Via todas aquelas paredes de um branco e um ritmo descomunal envolvendo seu olhos com movimentos circulares a deixando mais confusa do que já se encontrava.
Colocou a mão no rosto, e tentou encontrar algo para fixar seus olhos. Mas nada iria á distrair do turbilhão de possibilidades que estavam em sua mente.
Só faltam dez dias, são os dez dias que separam o esforço do objetivo.
Foram planos e mais planos, projetos, noites sem dormir, pés e pernas doendo na alma, machucados em cima de machucados e agora só faltam dez dias.
Em dez dias serei bailarina outra vez.
Imaginar que isso está suspenso por um único detalhe, não me faço compreender sentido.

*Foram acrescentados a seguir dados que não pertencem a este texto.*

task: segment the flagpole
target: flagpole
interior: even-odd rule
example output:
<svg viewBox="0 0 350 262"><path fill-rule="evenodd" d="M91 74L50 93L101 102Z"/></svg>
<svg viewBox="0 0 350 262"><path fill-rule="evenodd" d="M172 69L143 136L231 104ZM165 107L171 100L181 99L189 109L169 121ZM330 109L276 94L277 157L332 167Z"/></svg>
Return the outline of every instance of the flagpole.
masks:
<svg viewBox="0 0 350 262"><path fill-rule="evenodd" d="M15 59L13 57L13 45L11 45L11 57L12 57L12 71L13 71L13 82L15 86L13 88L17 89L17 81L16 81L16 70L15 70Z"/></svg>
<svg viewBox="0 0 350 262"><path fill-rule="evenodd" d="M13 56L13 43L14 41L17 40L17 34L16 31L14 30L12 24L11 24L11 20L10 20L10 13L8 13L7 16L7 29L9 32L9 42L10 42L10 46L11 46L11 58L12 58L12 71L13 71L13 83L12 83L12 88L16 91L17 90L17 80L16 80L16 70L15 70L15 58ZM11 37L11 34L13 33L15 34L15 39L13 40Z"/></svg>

São só esses dias em que tudo teria que acabar bem, e que eu iria ignorar os imprevistos, dirigir todo meu esforço e minha atenção num só objetivo, para tudo se concretizar como esperado.
Ele disse que não pode fazer mais nada, é caso cirúrgico, é emergência, é preciso.
- Você não poderá dançar, me desculpe, mas não.
Meus olhos se fixaram em algum ponto, enquanto as lágrimas começaram a correr pela minha face.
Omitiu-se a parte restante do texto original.